Weather Station January 17, 2015
Inches of Mercury - Stormy - Rain - Change - Fair - Very Dry. It still works well....
Living out on the west coast of Ireland, one thing we are aware of is weather. I have an antique, or at least a classic, aneroid barometer that my father used to tap whenever he passed it by. "Rain coming" or "Mercury going up", if the weather was going to improve. I'm afraid I have inherited this tap, tapping of the dial and adjusting the static needle in order to gauge the day-to-day rate of change. The pressure is marked in inches: 28" to 31", presumably of mercury - but no Hg in this instrument, and certainly none of your hecta-Pascals or even millibars to be seen on its face - it did come from the middle of the last century.
I recently installed a little weather station in the back garden to be able to put numbers on the local weather - wind speed, rainfall and pressure (and perhaps also to be able to tell when the garden was drying out when we're away from base for any length of time during summer). I have a little console on my desk providing a constant readout and, with a data-logger attached, the readings can be stored permanently and uploaded to the web (although I still have to figure out how to get it onto this particular website). It's been running for a couple of months now and seems very reliable. The peak wind speed during Storm Rachel that hit the west coast in mid January 2015 was 83.7 km/h and we've had 150 mm of rain in the first two weeks of January.

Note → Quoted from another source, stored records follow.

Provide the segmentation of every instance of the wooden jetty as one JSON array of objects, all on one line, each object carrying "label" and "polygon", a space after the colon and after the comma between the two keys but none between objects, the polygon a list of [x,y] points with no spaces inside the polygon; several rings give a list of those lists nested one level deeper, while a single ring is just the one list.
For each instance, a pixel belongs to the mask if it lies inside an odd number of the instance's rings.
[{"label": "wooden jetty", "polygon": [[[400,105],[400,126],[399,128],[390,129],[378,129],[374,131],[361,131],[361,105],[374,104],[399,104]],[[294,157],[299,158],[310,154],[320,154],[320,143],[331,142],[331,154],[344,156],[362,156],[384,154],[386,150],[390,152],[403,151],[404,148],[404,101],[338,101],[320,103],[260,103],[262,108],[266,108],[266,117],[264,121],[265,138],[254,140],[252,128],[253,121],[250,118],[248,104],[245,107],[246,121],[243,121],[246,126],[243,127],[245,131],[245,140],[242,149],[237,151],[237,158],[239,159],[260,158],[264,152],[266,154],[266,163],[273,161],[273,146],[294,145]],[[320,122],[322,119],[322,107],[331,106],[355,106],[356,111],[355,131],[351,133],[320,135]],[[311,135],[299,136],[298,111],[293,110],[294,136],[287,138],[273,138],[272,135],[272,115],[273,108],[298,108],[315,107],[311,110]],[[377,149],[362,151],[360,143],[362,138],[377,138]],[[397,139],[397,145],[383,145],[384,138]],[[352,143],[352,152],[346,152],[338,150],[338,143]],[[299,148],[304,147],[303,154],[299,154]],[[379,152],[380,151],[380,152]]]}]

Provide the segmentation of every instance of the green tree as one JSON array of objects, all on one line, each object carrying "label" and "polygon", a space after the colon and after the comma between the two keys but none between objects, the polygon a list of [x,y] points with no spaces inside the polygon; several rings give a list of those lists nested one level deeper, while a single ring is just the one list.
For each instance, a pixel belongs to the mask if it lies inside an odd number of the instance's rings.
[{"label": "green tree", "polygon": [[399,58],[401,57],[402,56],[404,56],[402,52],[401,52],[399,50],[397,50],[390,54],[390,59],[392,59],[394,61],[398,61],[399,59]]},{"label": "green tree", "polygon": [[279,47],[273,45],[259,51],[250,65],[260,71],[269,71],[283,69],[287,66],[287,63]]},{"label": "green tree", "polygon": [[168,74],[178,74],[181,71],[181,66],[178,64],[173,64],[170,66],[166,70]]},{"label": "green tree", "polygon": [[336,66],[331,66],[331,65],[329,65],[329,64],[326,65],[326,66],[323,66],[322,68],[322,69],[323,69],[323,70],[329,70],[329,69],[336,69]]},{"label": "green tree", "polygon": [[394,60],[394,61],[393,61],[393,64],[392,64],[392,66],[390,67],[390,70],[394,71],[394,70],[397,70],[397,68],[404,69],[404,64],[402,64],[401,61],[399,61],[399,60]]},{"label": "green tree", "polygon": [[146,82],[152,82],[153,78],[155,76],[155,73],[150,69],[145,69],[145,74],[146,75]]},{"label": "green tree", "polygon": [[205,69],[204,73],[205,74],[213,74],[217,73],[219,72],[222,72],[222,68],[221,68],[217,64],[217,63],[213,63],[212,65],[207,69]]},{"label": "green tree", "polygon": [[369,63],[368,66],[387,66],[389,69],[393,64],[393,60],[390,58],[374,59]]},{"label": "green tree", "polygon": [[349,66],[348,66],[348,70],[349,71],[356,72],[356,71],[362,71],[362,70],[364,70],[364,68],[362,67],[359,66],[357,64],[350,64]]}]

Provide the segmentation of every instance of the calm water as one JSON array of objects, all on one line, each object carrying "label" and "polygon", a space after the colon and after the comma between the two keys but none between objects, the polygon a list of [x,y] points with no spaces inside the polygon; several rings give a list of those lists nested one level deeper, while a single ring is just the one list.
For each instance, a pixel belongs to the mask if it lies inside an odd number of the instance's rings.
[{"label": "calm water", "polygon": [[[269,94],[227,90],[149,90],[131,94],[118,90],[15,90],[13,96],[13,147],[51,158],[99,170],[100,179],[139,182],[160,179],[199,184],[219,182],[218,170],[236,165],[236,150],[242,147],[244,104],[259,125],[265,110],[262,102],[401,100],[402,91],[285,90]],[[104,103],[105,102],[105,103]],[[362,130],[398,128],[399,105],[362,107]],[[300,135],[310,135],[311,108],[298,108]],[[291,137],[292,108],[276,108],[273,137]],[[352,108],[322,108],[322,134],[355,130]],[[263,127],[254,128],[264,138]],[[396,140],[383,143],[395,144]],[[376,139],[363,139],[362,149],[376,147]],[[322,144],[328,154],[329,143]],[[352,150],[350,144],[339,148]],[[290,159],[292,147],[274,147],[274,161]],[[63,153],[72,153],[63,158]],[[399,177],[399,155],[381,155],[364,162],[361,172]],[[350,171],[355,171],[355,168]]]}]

It certainly beats the old style rain gauges that had to be serviced on a regular basis. I remember climbing up the hill above Maumwee Lough half way between Maam Cross and Maam village in the freezing cold to download rainfall data back in the 1980s. This was for Jim Bowman's acid lakes project. Acid rain was still a big issue back then; and there was a striking contrast between Maumwee and Glendalough on the east coast. Acid rain was much more pronounced on the east coast of Ireland, with much greater diversity in west coast lakes like Maumwee. Things have definitely improved in the meantime though, with bans on high-sulphur oils and coals. The 'acid test' in this case is that farmers are once again having to buy sulphur-containing fertilisers in order to avoid sulphur deficiencies in their soils - Goulding's sweetgrass being a case in point. For years this important element had been supplied free from the sky. We see the improvement too in the reappearance of many mayflies, that had gone missing for a few decades there.
It shows that we can make changes with international conventions and the like. It also demonstrated that we can wreak dramatic, global changes on our atmosphere. We solved the acid rain problem, in Europe and North America at least, with transboundary air pollution conventions; and we solved the CFC-generated ozone hole with the Montreal Protocol. It's a bit more of a long shot though, that we can/will stop the changing-climate juggernaut. I hear that to avoid a two-degree temperature increase we need to leave 80% of known coal reserves in the ground and 50% of natural gas there. That's climate though, not weather. In the shorter term, I'm interested mainly in our local micro-climate and my little weather station is spitting out the data in a satisfactory manner so far.